We also note in passing that after rendition of the final judgment appealed herein the 1971 session of the Florida Legislature enacted House Bill 2229,7 the effect of which was to amend the city charter of Gainesville by eliminating from it that provision originally contained therein which denied trial by jury to persons charged with violating its ordinances. Such amendment to the charter would operate to validate Ordinance 1677 adopted on July 27, 1970, which made detailed provision for trial by jury in all cases involving violation of the ordinances of the city, even if the ordinance was otherwise vulnerable to the assault made upon it by appellant.

For the reasons hereinabove set forth, the judgment appealed herein is affirmed.
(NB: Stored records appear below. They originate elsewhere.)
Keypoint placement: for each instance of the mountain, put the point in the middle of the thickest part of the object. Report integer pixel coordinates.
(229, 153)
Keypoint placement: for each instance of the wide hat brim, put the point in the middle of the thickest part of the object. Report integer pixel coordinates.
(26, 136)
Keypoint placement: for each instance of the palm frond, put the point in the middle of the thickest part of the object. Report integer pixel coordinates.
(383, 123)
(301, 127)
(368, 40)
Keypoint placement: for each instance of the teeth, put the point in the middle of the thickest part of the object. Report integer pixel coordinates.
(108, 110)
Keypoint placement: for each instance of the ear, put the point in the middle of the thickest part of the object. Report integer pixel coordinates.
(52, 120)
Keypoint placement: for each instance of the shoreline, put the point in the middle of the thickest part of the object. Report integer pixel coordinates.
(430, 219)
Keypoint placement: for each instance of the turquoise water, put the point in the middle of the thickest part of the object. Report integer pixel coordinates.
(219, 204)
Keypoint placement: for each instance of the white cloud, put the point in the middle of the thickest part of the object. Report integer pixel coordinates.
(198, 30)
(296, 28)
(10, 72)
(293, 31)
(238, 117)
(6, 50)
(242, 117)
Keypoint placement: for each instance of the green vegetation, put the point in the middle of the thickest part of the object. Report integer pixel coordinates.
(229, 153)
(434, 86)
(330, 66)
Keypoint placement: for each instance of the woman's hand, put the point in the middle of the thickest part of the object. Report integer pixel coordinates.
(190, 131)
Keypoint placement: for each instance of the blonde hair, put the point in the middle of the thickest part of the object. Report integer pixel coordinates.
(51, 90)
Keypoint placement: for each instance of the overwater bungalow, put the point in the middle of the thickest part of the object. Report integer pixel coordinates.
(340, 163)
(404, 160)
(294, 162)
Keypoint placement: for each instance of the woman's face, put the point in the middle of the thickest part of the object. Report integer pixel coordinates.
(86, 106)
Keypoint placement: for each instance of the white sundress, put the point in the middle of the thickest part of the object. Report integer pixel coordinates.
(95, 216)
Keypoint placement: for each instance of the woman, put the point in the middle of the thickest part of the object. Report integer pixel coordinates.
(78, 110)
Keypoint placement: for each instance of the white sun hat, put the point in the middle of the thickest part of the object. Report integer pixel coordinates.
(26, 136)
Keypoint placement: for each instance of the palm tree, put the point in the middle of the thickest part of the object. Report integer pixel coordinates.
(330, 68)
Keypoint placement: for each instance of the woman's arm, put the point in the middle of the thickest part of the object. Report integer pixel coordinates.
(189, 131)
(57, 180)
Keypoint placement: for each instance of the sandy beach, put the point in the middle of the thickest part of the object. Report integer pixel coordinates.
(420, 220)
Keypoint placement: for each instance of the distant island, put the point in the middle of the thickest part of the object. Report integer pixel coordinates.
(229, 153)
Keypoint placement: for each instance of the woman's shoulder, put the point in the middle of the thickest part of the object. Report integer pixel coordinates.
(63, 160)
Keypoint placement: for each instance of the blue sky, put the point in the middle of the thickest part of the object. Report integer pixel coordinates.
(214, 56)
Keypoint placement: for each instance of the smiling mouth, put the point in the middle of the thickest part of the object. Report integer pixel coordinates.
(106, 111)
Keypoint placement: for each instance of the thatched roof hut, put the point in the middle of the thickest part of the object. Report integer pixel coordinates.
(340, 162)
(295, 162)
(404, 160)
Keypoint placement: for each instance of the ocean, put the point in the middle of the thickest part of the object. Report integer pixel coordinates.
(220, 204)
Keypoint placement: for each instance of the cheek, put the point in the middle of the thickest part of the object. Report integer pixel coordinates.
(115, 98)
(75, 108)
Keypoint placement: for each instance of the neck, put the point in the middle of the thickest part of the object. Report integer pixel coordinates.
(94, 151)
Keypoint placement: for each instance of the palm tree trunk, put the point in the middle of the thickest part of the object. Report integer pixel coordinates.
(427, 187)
SPECTOR, C. J., and JOHNSON, J., concur.

. §§ 317.221, 317.201, 317.071, 317.061, and Ch. 843, F.S.

. Art. 1, § 13(e), Ch. 12760, Laws of Florida, Special Acts of 1927.

. City of Gainesville v. Hilliard, (Fla. App. 1968) 207 So.2d 520, aff’d Hilliard v. City of Gainesville, 213 So.2d 689 (Fla.1968) ; Smith v. Davis, (Fla.1970) 231 So.2d 517.

. F.S. § 932.61, F.S.A.

. F.S. § 322.262(4), F.S.A.

. Ordinance No. 1677, § 1 — 11.

. Ch. 71-647, Laws of Florida, Special Acts of 1971.